His first solo gallery show, at Tony Shafrazi Gallery in New York in 1982, moved that vocabulary into the art world, and recognition followed quickly. He painted murals on buildings across New York, contributed work to public spaces in cities including Chicago, Paris, and Amsterdam, and in 1986 opened the Pop Shop in SoHo - a retail store selling T-shirts, posters, and other objects at prices ordinary people could afford. The Pop Shop drew criticism from some quarters for blurring commercial and fine art lines; Haring saw it as a logical extension of the subway's democratic premise.
His artistic output was inseparable from political commitment. He created the "Crack is Whack" mural in Harlem in 1986, painted "Ignorance = Fear / Silence = Death" in 1989 in direct dialogue with ACT UP's visual campaigns, and used his profile to raise funds for AIDS awareness during the epidemic's most devastating years. Diagnosed with AIDS himself in 1988, he established the Keith Haring Foundation in 1989 with a mandate to fund AIDS organizations and children's programs, a mission the Foundation continues today.

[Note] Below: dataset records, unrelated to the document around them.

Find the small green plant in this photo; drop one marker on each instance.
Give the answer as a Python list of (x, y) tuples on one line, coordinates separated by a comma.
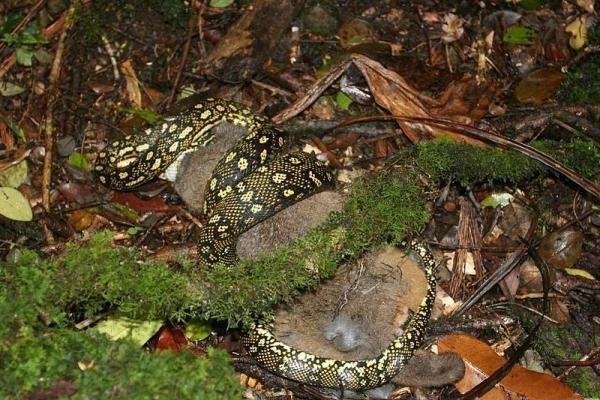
[(24, 42)]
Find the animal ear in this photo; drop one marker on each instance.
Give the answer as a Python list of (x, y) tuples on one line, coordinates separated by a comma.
[(426, 369)]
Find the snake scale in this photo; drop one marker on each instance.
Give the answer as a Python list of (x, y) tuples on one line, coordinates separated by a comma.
[(253, 181)]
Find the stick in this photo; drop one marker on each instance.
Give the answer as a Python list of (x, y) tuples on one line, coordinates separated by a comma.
[(48, 128)]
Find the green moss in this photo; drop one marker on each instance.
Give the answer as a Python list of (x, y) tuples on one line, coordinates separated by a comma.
[(556, 342), (385, 208), (443, 159), (115, 369), (254, 288), (581, 82), (35, 354)]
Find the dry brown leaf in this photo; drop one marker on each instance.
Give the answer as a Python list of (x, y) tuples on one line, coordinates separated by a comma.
[(133, 85), (394, 94), (481, 361)]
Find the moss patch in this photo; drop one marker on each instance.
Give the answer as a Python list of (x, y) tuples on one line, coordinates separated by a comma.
[(557, 342), (444, 159), (97, 277), (581, 83), (35, 357)]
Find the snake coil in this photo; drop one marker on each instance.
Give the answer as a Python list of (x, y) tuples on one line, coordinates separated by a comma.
[(250, 183)]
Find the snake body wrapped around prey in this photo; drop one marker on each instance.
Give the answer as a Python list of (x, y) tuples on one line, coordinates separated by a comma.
[(253, 181)]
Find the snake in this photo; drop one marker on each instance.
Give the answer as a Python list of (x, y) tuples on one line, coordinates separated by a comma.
[(254, 180)]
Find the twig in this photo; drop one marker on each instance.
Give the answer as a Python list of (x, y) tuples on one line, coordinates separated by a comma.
[(201, 7), (48, 125), (500, 141), (186, 51), (111, 56)]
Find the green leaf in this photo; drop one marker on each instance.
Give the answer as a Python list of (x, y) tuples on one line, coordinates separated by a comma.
[(519, 35), (14, 176), (198, 329), (78, 160), (342, 100), (497, 199), (17, 130), (135, 230), (10, 22), (124, 328), (146, 115), (220, 3), (14, 205), (43, 56), (24, 56), (10, 89)]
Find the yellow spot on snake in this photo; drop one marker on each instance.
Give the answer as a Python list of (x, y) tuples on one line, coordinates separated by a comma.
[(230, 156), (156, 164), (246, 197), (126, 162), (279, 177), (314, 178), (186, 131), (224, 192), (124, 151)]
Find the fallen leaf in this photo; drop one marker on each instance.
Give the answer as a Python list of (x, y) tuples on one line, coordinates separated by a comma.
[(538, 86), (14, 205), (578, 30), (579, 272), (125, 328), (520, 383), (220, 3), (170, 338), (132, 83), (82, 194), (561, 249)]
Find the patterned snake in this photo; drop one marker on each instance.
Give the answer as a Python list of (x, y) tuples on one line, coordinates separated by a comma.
[(250, 183)]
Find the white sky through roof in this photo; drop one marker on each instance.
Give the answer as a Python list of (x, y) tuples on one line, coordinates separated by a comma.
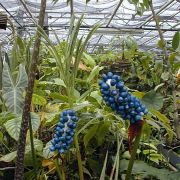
[(125, 21)]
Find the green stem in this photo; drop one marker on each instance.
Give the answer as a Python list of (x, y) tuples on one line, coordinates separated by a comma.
[(133, 156), (60, 172), (32, 148), (81, 176)]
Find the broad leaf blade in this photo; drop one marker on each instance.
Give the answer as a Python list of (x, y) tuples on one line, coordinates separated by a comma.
[(153, 100)]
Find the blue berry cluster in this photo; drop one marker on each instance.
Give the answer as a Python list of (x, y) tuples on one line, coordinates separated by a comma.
[(116, 95), (64, 131)]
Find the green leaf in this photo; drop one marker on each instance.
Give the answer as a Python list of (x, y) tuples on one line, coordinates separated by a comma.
[(58, 96), (103, 172), (59, 82), (165, 76), (13, 127), (97, 96), (152, 99), (160, 116), (46, 151), (38, 146), (94, 73), (20, 44), (103, 129), (165, 122), (35, 121), (9, 157), (147, 171), (160, 44), (81, 106), (76, 94), (1, 136), (89, 60), (90, 134), (12, 92), (149, 151), (176, 40), (138, 94), (38, 100)]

Haring died on February 16, 1990, at the age of 31. His work entered the collections of the Museum of Modern Art in New York, the Art Institute of Chicago, the Los Angeles County Museum of Art, and the Smithsonian American Art Museum, among many others. The Nakamura Keith Haring Collection in Japan, dedicated solely to his work, opened in 1994.
On the auction market, Keith Haring's prints dominate, accounting for 43 of his 52 indexed lots on Auctionist. Sales have appeared primarily through Fineart, Phillips, and Pandolfini Casa d'Aste. The highest recorded sale in the Auctionist database reached 41,280 GBP for "Untitled" (L. p. 50), with "The Blueprint Drawings: print 3" achieving 24,510 GBP. His print market has grown consistently, with the average selling price for prints reaching record highs in recent years as collector demand for his 1980s editions remains steady.